Two Non Repeating Elements in Array Using XOR in DSA C - Time & Space Complexity
We want to understand how the time needed grows when finding two unique numbers in an array using XOR.
How does the number of steps change as the array gets bigger?
Analyze the time complexity of the following code snippet.
void findTwoNonRepeating(int arr[], int n, int *x, int *y) {
int xor_all = 0;
for (int i = 0; i < n; i++) {
xor_all ^= arr[i];
}
int set_bit = xor_all & (-xor_all);
*x = 0; *y = 0;
for (int i = 0; i < n; i++) {
if (arr[i] & set_bit)
*x ^= arr[i];
else
*y ^= arr[i];
}
}
This code finds two numbers that appear only once in an array where all others appear twice, using XOR operations.
Identify the loops, recursion, array traversals that repeat.
- Primary operation: Two separate loops that each go through the entire array once.
- How many times: Each loop runs exactly n times, where n is the array size.
As the array size grows, the number of steps grows roughly twice the size of the array because of two full passes.
| Input Size (n) | Approx.
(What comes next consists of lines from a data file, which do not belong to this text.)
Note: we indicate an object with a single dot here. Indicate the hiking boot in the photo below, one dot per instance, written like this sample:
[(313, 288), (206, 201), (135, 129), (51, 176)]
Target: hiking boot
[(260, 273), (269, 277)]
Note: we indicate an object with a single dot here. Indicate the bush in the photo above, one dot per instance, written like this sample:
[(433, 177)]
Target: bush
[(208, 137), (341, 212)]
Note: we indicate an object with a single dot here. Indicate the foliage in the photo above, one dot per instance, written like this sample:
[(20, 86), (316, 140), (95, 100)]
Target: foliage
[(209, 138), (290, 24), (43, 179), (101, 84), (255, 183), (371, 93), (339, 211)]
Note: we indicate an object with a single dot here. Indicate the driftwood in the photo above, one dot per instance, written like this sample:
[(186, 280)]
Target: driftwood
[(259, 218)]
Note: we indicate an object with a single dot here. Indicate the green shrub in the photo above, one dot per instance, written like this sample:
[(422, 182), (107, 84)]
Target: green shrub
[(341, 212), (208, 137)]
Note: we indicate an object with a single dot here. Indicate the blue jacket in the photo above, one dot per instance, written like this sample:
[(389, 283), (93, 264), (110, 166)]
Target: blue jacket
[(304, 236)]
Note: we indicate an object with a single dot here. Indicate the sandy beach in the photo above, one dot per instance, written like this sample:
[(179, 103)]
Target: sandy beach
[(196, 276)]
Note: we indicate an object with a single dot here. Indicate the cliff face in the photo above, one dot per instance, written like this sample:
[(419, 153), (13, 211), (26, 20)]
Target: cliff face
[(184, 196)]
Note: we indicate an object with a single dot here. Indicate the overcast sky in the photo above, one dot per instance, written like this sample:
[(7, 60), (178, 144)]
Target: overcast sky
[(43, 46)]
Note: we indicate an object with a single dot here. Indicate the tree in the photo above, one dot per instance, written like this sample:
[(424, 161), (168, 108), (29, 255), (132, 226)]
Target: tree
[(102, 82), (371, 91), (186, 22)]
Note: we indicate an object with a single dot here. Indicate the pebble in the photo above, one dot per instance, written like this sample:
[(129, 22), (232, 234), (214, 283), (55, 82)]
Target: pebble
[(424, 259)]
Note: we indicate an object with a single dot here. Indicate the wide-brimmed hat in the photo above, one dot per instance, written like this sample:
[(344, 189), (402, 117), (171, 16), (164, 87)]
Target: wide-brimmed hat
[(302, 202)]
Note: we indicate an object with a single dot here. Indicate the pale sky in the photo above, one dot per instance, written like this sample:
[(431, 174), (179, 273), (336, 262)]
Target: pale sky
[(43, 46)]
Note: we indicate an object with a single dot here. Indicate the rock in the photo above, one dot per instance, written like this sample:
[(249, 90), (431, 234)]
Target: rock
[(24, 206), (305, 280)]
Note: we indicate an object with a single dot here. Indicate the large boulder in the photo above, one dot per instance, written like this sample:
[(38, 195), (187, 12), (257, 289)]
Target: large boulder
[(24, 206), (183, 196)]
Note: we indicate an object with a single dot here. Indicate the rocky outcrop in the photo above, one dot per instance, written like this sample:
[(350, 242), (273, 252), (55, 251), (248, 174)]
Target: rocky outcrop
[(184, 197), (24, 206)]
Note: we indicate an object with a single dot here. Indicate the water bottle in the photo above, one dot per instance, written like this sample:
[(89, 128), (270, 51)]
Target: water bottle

Operations |
|---|---|
| 10 | About 20 XOR operations |
| 100 | About 200 XOR operations |
| 1000 | About 2000 XOR operations |
Pattern observation: The operations grow linearly with input size, doubling because of two passes.
Time Complexity: O(n)
This means the time needed grows directly in proportion to the number of elements in the array.
[X] Wrong: "Because there are two loops, the time complexity is O(n²)."
[OK] Correct: The loops run one after another, not nested, so their times add up, not multiply.
Understanding this linear time approach shows you can solve problems efficiently by clever use of bit operations, a skill valued in many coding challenges.
"What if the array had three unique numbers instead of two? How would the time complexity change?"